1 Crash course

The course will go through many topic very briefly just to present simple example of Data Science workflow.

1.1 Basics of R language

1.1.1 R language

1.1.1.1 What is R?

  • Programming language and environment for statistical computing
  • Modern implementation of S language that first appeared in 1976
  • First released in 1993
  • As a statistical software it is difficult to use
  • As a programming language it is easy to use

1.1.1.2 Features

  • Vector as atomic data type
  • Open source, free to use and extend without asking for permission
  • Interactive - no compiler
  • Extensible - thousands of R packages (CRAN, Bioconductor, GitHub, others)
  • Visualisation (graphics, lattice; contributed packages: ggplot2, rgl, others)
  • Native support for missing values (NA)
  • Computing on the language (metaprogramming)

1.1.1.3 Limitations

  • By default single threaded
  • By default in-memory processing
  • Lack of security features

1.1.1.4 R extensions (packages) capabilities

  • Import and export data from/to various file formats and databases
  • Efficient data cleansing and transformation
  • Plotting multidimensional data using multi panel charts or 3D graphs
  • Statistical modeling
  • Signal processing
  • Distributed parallel computing
  • Machine learning
  • Time series data support
  • Spatial data support
  • much more…

1.1.1.5 Install R

1.1.1.6 Start R

  • Windows: C:\Program Files\R\R-3.5.0\bin\x64\Rgui.exe
  • MacOSX: R
  • Linux: R

1.1.2 Basic syntax and data structures

1.1.2.1 Assignment and basic vector examples

We can assign value to variable using <- and = operators.

x <- 1
y = 5
sum(x, y)
x + y
length(x)
z <- c(1, 5)
length(z)
sum(x, z)
x + z     # element wise with recycling
sum(z, z)
z + z     # element wise

1.1.2.2 Atomic data types

# integer
1L
# real (numeric)
1.5
# string (character)
"a"
# categorical (factor)
as.factor("a")
# logical
TRUE
# complex (imaginary numbers)
1i
# raw (binary type)
as.raw(10)

1.1.2.3 Vectors

# integer
x <- c(1, 2, 3, 4, 5)    # technically it is not integer
x <- seq(1, 5) 
y <- 6:10
x * y
# numeric
x <- c(1, 1.5, 2, 2.5, 3)
x <- seq(1, 3, by = 0.5)
# logical
lgc <- c(TRUE, FALSE, TRUE)
# character
chr <- letters   # R built-in, same as c("a", "b", ..., "z")

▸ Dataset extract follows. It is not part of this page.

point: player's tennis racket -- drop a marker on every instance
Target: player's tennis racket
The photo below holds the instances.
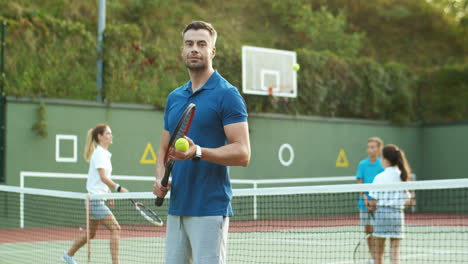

1.1.2.4 Operations on vectors

-x

lgc <- x < 2
!x < 2          # negation
x >= 2

lgc & !lgc      # AND
lgc | !lgc      # OR

chr <-  c("a", "b", "c", "d", "e")
paste(x, chr)   # element wise

1.1.2.5 Subsetting using integer type

x[1]
x[2:4]
x[-(2:4)]
x[2:10]
x[c(1, 2, 3, 5, 4)]

lgc[2:4]
lgc[-5]

chr[1:3]
chr[10]
chr[c(1, 2, 3, 2, 1)]

1.1.2.6 Subsetting using logical type

x > 2
x[x > 2]
x[c(FALSE, TRUE, TRUE, FALSE, FALSE)]
x[c(FALSE, TRUE, TRUE)]   # unexpected due recycling
x[x < 2 | x >= 3]

# %in% operator
chr %in% c("d", "e", "f")
chr[chr %in% c("d", "e", "f")]
chr[chr >= "d"]           # OS locale specific!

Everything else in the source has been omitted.